The banks sold complex option products to Renaissance Technology Corp that saved it and other hedge funds billions of dollars in taxes, Democratic Senator Carl Levin, who heads the U.S. Senate Permanent Subcommittee on Investigations, said on Monday.

"Ordinary Americans had to shoulder a tax burden of billions of dollars, a burden that was shrugged off by these hedge funds," Levin told a news conference.

"And those same Americans will pay the price as the excess risk from massive over leveraging once again destabilizes our economy as it has in the past."

Levin's committee presented the findings of a year-long probe into so-called basket options, which Levin said can be misused to lower taxes, and plans to grill representatives from the banks and Renaissance in a public hearing on Tuesday.

The hearing by one of the Senate's most high-profile panels comes less than a month after New York's attorney general filed a fraud lawsuit against Barclays, accusing the British bank of giving an unfair edge to high-frequency traders.

And Deutsche Bank, facing an array of investigations into the conduct of its staff that includes the Libor benchmark rate scandal, has set aside another 1.8 billion euros ($2.43 billion) to pay fines after already paying more than 5 billion euros over the past two years.

But Levin stopped short of accusing either bank or the hedge funds of doing something illegal, and Deutsche said the option products it offered were "at all times fully compliant with applicable laws, regulations and guidance."

A Renaissance spokesman said: "We believe that the tax treatment for the option transactions being reviewed by the (panel) is appropriate under current law. These options provide Renaissance with substantial business benefits."

Barclays also said it had been fully compliant with the law, and that it had cooperated with the committee.

FICTIONAL OPTIONS

The two banks enabled at least 13 hedge funds to conduct over $100 billion in securities trades, the panel said. The profits were taxed as long-term capital gains, even though the positions were often held for only seconds. In the case of Renaissance alone, the fund paid an estimated $6.8 billion less in taxes because short-term trading profits are taxed at a much higher rate, the report said.

The products offered by the banks were styled as options in an account that was nominally held by the bank, but was in fact controlled by the hedge funds, which bought and sold the assets, and profited from the trading, the report said.

The hedge fund then paid the lower tax rate on long-term capital gains, arguing that profits came from exercising the option, rather than from the underlying trades. But the options were fictional, the panel found.

The U.S. tax authority, the Internal Revenue Service, said in 2010 that basket options do not function like an option and should not be treated as such, but that opinion has no status as an official rule, and the IRS has not pressed any cases.

Renaissance has been debating the issue with the IRS for six years, the spokesman said. The two banks have now stopped offering the products, the panel said.
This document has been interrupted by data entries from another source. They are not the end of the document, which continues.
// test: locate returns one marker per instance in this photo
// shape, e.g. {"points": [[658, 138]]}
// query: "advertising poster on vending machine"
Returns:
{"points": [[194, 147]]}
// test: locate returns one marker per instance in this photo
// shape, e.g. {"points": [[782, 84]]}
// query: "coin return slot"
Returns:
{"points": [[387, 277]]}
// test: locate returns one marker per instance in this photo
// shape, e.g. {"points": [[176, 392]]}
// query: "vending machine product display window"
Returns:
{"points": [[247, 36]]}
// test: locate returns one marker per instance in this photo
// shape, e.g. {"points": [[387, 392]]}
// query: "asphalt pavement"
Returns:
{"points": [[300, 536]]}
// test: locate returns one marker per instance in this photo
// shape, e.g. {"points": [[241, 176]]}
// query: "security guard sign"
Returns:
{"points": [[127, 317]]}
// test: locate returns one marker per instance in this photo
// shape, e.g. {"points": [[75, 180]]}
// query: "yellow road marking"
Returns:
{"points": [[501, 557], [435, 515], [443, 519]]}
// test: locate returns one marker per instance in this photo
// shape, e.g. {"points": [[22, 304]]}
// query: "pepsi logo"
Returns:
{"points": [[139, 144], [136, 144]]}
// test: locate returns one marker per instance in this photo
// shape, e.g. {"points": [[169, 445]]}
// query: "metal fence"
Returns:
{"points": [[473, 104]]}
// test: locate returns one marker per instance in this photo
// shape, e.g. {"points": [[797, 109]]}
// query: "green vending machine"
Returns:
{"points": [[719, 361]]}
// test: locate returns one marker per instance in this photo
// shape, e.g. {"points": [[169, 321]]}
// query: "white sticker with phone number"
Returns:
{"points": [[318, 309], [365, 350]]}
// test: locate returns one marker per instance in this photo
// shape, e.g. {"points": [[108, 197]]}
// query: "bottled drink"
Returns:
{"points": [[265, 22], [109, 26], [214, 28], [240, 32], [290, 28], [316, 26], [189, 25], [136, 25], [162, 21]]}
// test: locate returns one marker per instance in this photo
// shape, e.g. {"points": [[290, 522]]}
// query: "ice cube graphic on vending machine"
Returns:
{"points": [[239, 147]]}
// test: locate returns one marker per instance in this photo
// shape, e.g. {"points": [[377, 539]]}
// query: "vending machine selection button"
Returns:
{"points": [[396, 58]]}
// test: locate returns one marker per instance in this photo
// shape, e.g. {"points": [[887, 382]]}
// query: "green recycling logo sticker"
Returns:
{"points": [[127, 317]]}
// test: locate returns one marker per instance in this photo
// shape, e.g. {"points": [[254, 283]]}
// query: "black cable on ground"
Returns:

Levin's panel issued a number of recommendations from the report that were largely targeted at the IRS, urging it to audit hedge funds that used basket options, and calling for a change in legislation to make it easier to look at large partnerships such as hedge funds, which go largely unaudited.

"The IRS hasn't completed their review. It's about time they do. It's long overdue," Levin said.

Another problem with basket options was that they enabled funds to take on more debt than otherwise possible, potentially posing a risk to the overall financial system, the report said.

Renaissance used basket options to borrow 20 times as much money as was put in the accounts. The fund had been unable to achieve such so-called leverage levels in other settings under federal rules, the report added.